İsrail Başbakanı Netanyahu'nun eşi 7 saat sorgulanmış.
İsrail'de HSYK var mı, bilmiyorum. Muhakkak benzer bir teşekkül vardır. Demek ki İsrail'de, hâkim ve savcıların HSYK benzeri bir kuruluştan korkuları yok!
Doksanlı yıllarda gitmiştim İsrail'e. Netanyahu o zaman da başbakandı. Yazmıştım. Tam yeri; bir daha yazacağım: Otomobille Tel Aviv'den Kudüs'e geçerken İsrail'in saçları lüleli, belleri ipli, kimi silindir şapkalı, kimi kipalı (takkeli), kadınlı erkekli dindarları, yol boyu sıralanmışlardı. Netanyahu, o gün ABD'den dönüşünde bu yoldan geçecekmiş. Protesto edecekler.

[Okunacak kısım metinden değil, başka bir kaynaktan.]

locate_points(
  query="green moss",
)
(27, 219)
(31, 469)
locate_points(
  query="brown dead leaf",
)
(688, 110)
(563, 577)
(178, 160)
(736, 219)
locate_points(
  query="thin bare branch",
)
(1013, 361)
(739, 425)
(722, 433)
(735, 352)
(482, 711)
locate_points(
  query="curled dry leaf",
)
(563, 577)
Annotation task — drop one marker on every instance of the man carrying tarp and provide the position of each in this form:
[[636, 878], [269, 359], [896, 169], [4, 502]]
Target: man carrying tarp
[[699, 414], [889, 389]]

Dindarı, laiki çok rahat; birbirlerini rahatsız etmedikten sonra müdahale yok...
Bakmayın siz söylenenlere. Onların Anadolu halkından farkı yok. Ya idealistliklerinden "arz-ı mev'ûd"a gelmişler, ya da çaresizliklerinden. Elbette zenginleri var ama onların bir ayağı ABD'de, Avrupa ülkelerinde. İsrail'i besleyenler, yönlendirenler, "Kitap"a uygun, Nil'den Fırat'a alan genişletmesi planlayanlar da asıl dışarıdakiler.
İsrail yönetimi, hesapsızlığından, iş bilmezliğinden, kısaca beceriksizliğinden Marmara gemisini, üstelik kendi kara sularında olmadığı hâlde basmış, 9 Türk'ü katletmiş, birçoğunu da yaralamıştı, biliyorsunuz. Türk gemisinin Gazze ablukasını kırma harekâtı sembolikti ve yukarıda verdiğim Netanyahu'yu protesto tavrının bir başka versiyonuydu. Gemi kara sularına girince, ablukaya alır, kıpırdatmazlardı. Öyle yapmadılar; baltayı taşa vurdular!

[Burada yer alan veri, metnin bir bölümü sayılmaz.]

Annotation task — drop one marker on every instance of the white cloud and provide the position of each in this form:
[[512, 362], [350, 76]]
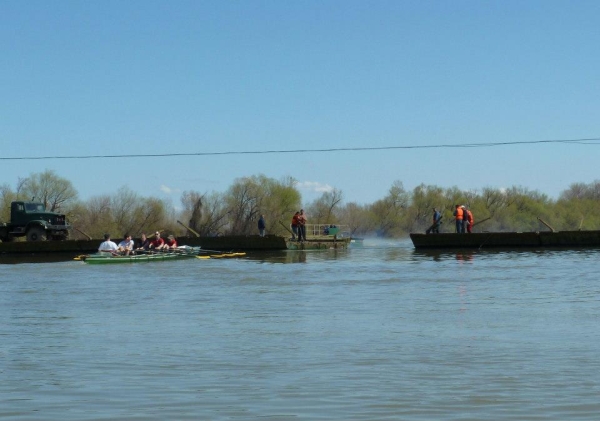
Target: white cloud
[[314, 186]]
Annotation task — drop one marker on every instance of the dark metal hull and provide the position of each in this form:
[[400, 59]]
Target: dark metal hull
[[507, 240]]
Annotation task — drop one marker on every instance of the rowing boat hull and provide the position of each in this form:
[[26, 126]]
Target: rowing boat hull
[[142, 258]]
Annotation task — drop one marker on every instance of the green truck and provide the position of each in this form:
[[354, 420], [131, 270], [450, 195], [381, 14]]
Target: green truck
[[33, 221]]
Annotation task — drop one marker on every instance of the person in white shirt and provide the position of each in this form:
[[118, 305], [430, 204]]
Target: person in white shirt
[[126, 246], [108, 246]]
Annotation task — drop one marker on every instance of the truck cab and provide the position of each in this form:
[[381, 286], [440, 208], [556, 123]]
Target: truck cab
[[32, 220]]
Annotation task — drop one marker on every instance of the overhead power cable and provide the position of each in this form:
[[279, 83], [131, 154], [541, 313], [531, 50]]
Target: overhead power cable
[[588, 141]]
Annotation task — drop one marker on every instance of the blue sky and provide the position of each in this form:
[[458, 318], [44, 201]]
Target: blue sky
[[81, 78]]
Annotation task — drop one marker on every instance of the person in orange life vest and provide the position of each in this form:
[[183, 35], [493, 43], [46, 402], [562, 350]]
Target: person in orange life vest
[[458, 214], [295, 225], [302, 225], [157, 243], [469, 220]]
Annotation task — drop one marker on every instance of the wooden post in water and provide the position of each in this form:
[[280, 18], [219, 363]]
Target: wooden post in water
[[188, 228], [81, 232], [543, 222]]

İsrail'in varlığı, belirttiğim gibi, mahdûd (sınırlanmış) değildir. Tesir gücü çok fazladır nereden darbe alacağınızı bilemezsiniz. Hatta Putin'in bu kadar hömermesinin (Yozgat ağzı. "horozlanma" demek mümkün.) dibini deşin, İsrail'le yaşadığımız krizin dalgalanmasının belirtilerini bulabilirsiniz. ABD, hayatî bazı meselelerde, ayak sürçüyorsa, onu da bu İsrail krizinde arayabilirsiniz.
Aklıselim galip gelmelidir. İsrail'i yönetenlerin beceriksizliğini halka mal etmemeliyiz. Etrafı çevrili bir İsrail, herhâlde, bizimle soluk alabilecektir..

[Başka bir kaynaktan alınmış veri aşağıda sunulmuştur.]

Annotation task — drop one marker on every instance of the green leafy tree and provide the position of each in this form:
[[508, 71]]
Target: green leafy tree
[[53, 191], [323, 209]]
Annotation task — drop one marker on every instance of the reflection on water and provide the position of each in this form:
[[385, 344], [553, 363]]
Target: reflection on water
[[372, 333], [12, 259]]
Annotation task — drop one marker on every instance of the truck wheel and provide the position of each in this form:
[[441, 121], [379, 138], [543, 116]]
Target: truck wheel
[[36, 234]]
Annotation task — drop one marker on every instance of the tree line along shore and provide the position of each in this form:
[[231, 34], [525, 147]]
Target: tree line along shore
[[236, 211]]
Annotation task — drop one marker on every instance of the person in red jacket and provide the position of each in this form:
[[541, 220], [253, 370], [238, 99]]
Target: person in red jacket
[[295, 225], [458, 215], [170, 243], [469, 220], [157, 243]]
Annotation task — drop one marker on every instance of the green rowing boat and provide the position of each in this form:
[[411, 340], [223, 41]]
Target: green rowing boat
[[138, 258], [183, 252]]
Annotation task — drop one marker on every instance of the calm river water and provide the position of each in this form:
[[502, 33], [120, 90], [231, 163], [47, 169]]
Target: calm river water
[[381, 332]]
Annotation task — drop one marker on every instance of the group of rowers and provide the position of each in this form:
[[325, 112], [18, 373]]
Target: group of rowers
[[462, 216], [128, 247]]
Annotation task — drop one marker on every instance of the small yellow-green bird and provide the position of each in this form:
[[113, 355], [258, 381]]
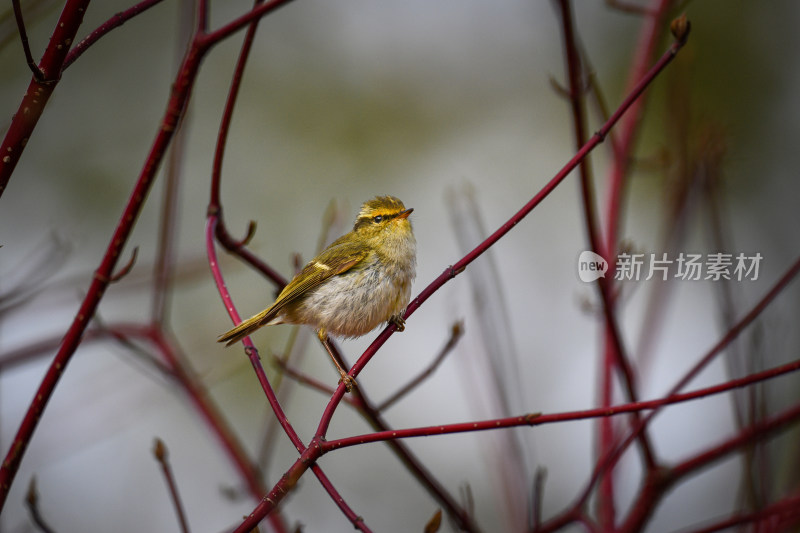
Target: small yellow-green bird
[[360, 281]]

Ne diyordum... Netanhyahu'nun hatunu, depozitolu şişelerin paralarını iç ettiği iddiasıyla sorgulanmış, yetmemiş, bahçe mobilyalarını devlete satın aldırmış, yetmemiş, elektrik işlerini yaptırmış. Böyle ufak tefek iddialar yüzünden hesap vermiş. Eski başbakanlardan Ehud Olmert, bir ABD'li iş adamından rüşvet almaktan 8 ay hapse mahkûm edilmişti. Olmert belediye başkanıyken de rüşvet almış, bundan da 6 yıl yemişti.
Bizde 17/25 Aralık fırtınaları siyasetin çatılarını uçurdu; bütün yolsuzluk dosyalarını savurdu. Suyun başındakiler "Bu bir darbedir!" dediler, işi kapatmaya kalktılar. Darbe yapmak isteyenlerin verin cezasını ama o kalın kalın dosyalarda yazılı gerçekler ne olacak? Dosyalar gök kubbeyi üzerine gerseniz, kapatılamayacak kadar cesîm.
Bu dosyalardan 2 sonuç çıkıyor: Dosyayı hazırlayanlar ve dosyaya girenler. Hazırlayanlar araştırılmalı, bu yolla devlet ele geçirilmek isteniyorsa, sorgulanmalı. İkincisi; dosyalardaki suçlar bâriz. Halk bir gün "Çalıyorlar ama çalışıyorlar"dan, "Çalanlardan hesap sorulsun" noktasına geldiğinde ne olacak?
Hangi tarafından tutsanız elinizde kalacak.